Babe Didrikson Zaharias Museum and Visitors Center
1477 N. Martin Luther King Parkway (at I-10)
Beaumont was home to the young Mildred “Babe” Didrikson (1911-1956), one of the greatest athletes of all time. The Didriksons moved here when Babe was a child, after a flood destroyed their Port Arthur home. As one biographer put it, the Didrikson home (at 850 Doucette Avenue) was in an area “full of rednecks and roughnecks, hard-knuckled families living in washboard poverty.” The busy, noisy street had an oil refinery at one end and a trolley line running down the middle. Around the neighborhood, Babe wore boys’ pants, overalls, and athletic undershirts. Her boyish manner made her a social outcast at school, but she later advised that “a girl that wants to become an athlete and do some winning should…start by being a tomboy.”
And she was indeed an athlete who did “some winning.” From 1930 to 1932, Babe held the American, Olympic, or world records in five different track and field events. After her stunning gold-medal victories at the Los Angeles Olympics in 1932, one newspaper headline declared, “Babe Breaks Records Easier Than Dishes.” When she returned from her Olympic triumph, Babe’s father built an apartment for her and her sister on the second floor of the Doucette Avenue house, consisting of two small rooms, a hallway, and a bathroom. Her sister called the bathroom “Babe’s Hollywood bathroom…the most beautiful bathroom in Beaumont,” complete with a bright green tub like one that she had seen and admired in Los Angeles.
Babe went on to excel in numerous sports, including softball, bowling, javelin throwing, boxing, billiards, tennis, and diving. But her greatest distinction by far was as a golfer. In 1935, she came under the protective wing of Bertha Bowen, a powerhouse in Texas golf, who not only helped her game but transformed her looks and physical demeanor as well. Babe – whose “masculine” appearance and competence in male sports had given rise to the suspicion that she was a lesbian – went from cross-dressing to cultivating a traditionally feminine look, including skirts, waved hair, rouge, red nails; she even acquired a husband, the wrestler George Zaharias, in 1938. During her short career, the “ultimate Amazon” won 82 professional and amateur golf tournaments; was named Associated Press’s Woman of the Year six times; and was a founding member of the Ladies Professional Golf Association (LPGA).

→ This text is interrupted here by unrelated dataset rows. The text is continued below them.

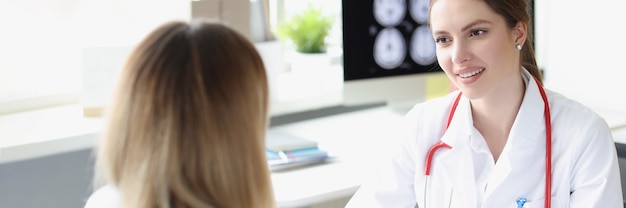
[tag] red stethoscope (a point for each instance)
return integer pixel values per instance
(546, 113)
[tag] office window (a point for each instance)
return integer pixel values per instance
(42, 43)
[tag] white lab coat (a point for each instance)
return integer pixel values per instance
(585, 170)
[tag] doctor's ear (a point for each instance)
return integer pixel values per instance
(519, 33)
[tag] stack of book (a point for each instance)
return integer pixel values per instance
(285, 151)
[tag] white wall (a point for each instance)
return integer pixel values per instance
(581, 46)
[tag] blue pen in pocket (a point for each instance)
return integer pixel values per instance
(520, 202)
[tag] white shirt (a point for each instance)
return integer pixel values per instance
(585, 171)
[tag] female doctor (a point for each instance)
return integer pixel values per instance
(501, 140)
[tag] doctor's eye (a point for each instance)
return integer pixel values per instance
(442, 40)
(478, 32)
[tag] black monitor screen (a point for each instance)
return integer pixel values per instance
(386, 38)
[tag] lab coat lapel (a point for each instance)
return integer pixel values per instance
(524, 148)
(453, 167)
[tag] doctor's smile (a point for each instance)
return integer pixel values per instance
(500, 139)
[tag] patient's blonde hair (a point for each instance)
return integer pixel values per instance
(187, 125)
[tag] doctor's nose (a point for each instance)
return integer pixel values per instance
(460, 53)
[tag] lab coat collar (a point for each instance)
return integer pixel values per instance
(461, 123)
(527, 137)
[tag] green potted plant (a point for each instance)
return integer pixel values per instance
(307, 30)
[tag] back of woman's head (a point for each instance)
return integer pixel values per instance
(188, 122)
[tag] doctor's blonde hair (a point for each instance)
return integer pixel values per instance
(187, 125)
(514, 11)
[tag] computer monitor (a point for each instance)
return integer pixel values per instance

The museum documents Babe’s life and achievements, housing many of her athletic trophies. Don’t be surprised when you don’t find any reference to her bisexuality, or that her intimate companion, the young golfer Betty Dodd, is treated as solely a friend. Babe, Betty, and George all lived together in Florida from 1950 until Babe’s death from colon cancer in 1956. Of Babe’s husband, Betty later said, “We always had a lot more fun when he wasn’t around.”
Babe is buried at the Forest Lawn Memorial Park, 5220 Pine Street, in Beaumont. The state of Texas maintains a historical marker at her gravesite.